Already, people around the country are feeling the effects of Hurricane Harvey with increased prices for gasoline, but that’s just the beginning, and experts warn the impact on Oklahoma could have already begun.

With 30 percent or more of the nation’s refining capacity offline, oil producers have no choice but to cut back on production, according to Tom Seng, Applied Assistant Professor of Energy Business and Assistant Director of the School of Energy at the University of Tulsa.

“The impact on oil and gas companies – and let’s just even talk about oil and gas companies just in Tulsa – I mean, the mere fact that refineries are cutting back on the amount of crude that they’re refining, that gets backlogged into the pipelines,” Seng told KRMG Wednesday.

And with so many pipelines shut down in the Gulf Coast area, crude storage facilities like those in Cushing have nowhere to send the oil and natural gas.

“We know that based on the logistics of all of this, that there are going to be oil wells that cannot pump, because there’s no place to put that oil at the moment, and we’re talking like even back in west Texas, certainly in Oklahoma,” he said.

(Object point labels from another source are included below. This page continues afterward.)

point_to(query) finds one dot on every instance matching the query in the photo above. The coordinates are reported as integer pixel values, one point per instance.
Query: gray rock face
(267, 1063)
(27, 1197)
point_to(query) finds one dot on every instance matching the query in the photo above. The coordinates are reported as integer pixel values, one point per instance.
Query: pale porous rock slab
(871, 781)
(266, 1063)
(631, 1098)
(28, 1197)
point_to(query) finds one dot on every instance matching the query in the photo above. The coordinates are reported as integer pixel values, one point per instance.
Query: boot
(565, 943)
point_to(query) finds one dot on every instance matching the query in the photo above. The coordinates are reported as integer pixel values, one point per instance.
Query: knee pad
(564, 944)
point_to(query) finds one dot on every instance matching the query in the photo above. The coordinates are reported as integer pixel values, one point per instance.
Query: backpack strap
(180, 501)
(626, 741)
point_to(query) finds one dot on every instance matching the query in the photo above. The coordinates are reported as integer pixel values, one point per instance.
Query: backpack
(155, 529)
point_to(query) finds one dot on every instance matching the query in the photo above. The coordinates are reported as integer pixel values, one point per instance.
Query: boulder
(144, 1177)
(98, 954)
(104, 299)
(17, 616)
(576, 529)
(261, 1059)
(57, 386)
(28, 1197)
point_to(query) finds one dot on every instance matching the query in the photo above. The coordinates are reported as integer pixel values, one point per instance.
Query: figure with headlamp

Compounding the problem, many storage facilities have been nearly at capacity for some time.

“At Cushing we have a backlog. What’s going on out in the field? Well out in the field, there’s a lot of these oil wells that won’t be able to pump into respective pipelines that are even going to Cushing. So, the ripple can be absolutely tremendous.”

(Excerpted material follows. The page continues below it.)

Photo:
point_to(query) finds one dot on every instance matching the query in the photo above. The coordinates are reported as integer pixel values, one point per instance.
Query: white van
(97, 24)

This is all bad news for Oklahoma, which relies heavily on gross production taxes to fund state government.

A cut in production means a loss of tax revenues for a state that has had a series of revenue failures and is currently considering a special legislative session to address another gap of about $215 million.

Seng said the longer-term effects of Harvey will be global.

“From Corpus Christi up and around to Mobile Bay, (this is) the world’s largest petroleum refining and petrochemical manufacturing corridor,” he said. “We have a whole plastics industry, pharmaceuticals, everything else. They receive their feed stock from refineries down there.” 

And many of those petrochemical plants are also shut down due to the damage from Harvey.

Much like the refineries, it will take some time to determine the extent of the damage, and to assess how long it will take to get them up and running again.

When it comes to the overall economic fallout from the storm, Seng said, “I think this one is going to have probably a much further-reaching impact than any one we’ve ever seen before.”